New Delhi: Bullish on raising finance from capital markets, Indian companies have garnered an estimated Rs 6.3 lakh crore from the marketplace in 2016, with debt instruments being the most sought after route to raise money for their business needs amid volatile trends in equities.
Experts believe the corporates will continue to prefer debt route over equity markets for raising capital in the new year as well in the wake of the fall in interest rates, surplus liquidity in the banking system and an easier regulatory framework for issuance of debt securities.
Sentiments in equity markets have also weakened due to the demonetisation move and experts believe this trend may continue at least for the initial part of 2017.
Out of the cumulative total of Rs 6.3 lakh crore garnered this year from capital markets in 2016, a large chunk or more than Rs 5.5 lakh crore has been mopped up from debt market.
In 2015, firms had raised a similar amount and most of the funds were mobilised through debt markets that year too.
Fresh capital collected from equity market stands at nearly Rs 80,000 crore for 2016, which mostly came from preferential share allotments to promoters and initial public offerings.

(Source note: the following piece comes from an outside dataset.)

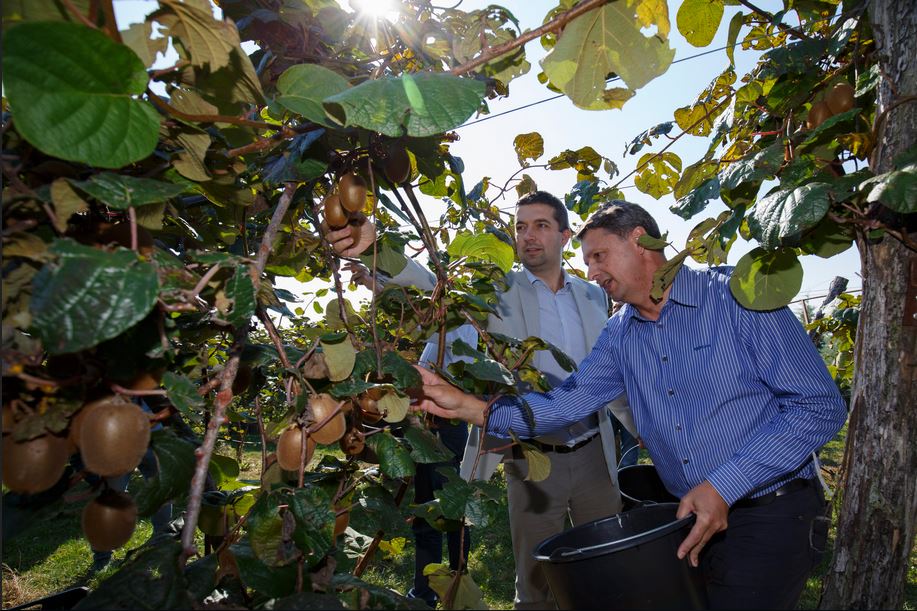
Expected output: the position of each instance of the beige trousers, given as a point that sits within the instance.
(579, 486)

These funds have been raised mainly for expansion of business plans, repayment of loans and to support working capital requirements.

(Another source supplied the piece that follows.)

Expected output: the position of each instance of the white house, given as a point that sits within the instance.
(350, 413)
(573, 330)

“In the wake of the fall in interest rates, surplus liquidity in the banking system and an easier regulatory framework for issuance of debt securities, firms may find debt as the preferred route for raising capital in 2017,” Bajaj Capital’s Senior VP and Head of Investment Analytics Alok Agarwala said.
“With surplus liquidity and lower lending rates, banks may be preferred as a source of capital in 2017. As interest rates and emerging market currency volatility have risen globally, firms shall find domestic markets relatively more attractive as compared to overseas markets for raising money,” he added.
Echoing a similar view, Geojit BNP Paribas’ Chief Investment Strategist V K VijayaKumar said the scenario is a bit uncertain for the upcoming year as demonetisation and the massive disruption that it has caused in the economy has increased the uncertainty factor.
“India’s GDP growth and corporate earnings will be subdued for at least for two quarters in calendar 2017. The stock market as well as the primary market are likely to discount this.
“The Modi government is likely to press ahead with its anti-black money drive in 2017 too, with the focus shifting to benami property. This is likely to create further flutter in the market. US President Donald Trump’s policies will also impact markets in a big way,” Vijaya Kumar said.
In the debt segment, companies have mopped up Rs 5.13 lakh crore through debt placement route while Rs 38,600 crore has been raised through public issuance of debt this year.
Within the equity segment, preferential allotment of shares helped garner Rs 29,850 crore, followed by IPO (Rs 25,163 crore), Offer For Sale through stock exchange mechanism (Rs 13,112 crore) QIP or Qualified Institutional Placement(Rs 4,481 crore), rights issue of shares (Rs 1,230 crore) and FPOs or Follow-on Public Offers (Rs 10 crore).
When it came to overseas markets, Indian firms have raked in a total of Rs 400 crore through American Depository Receipts (ADRs) and Global Depository Receipts (GDRs).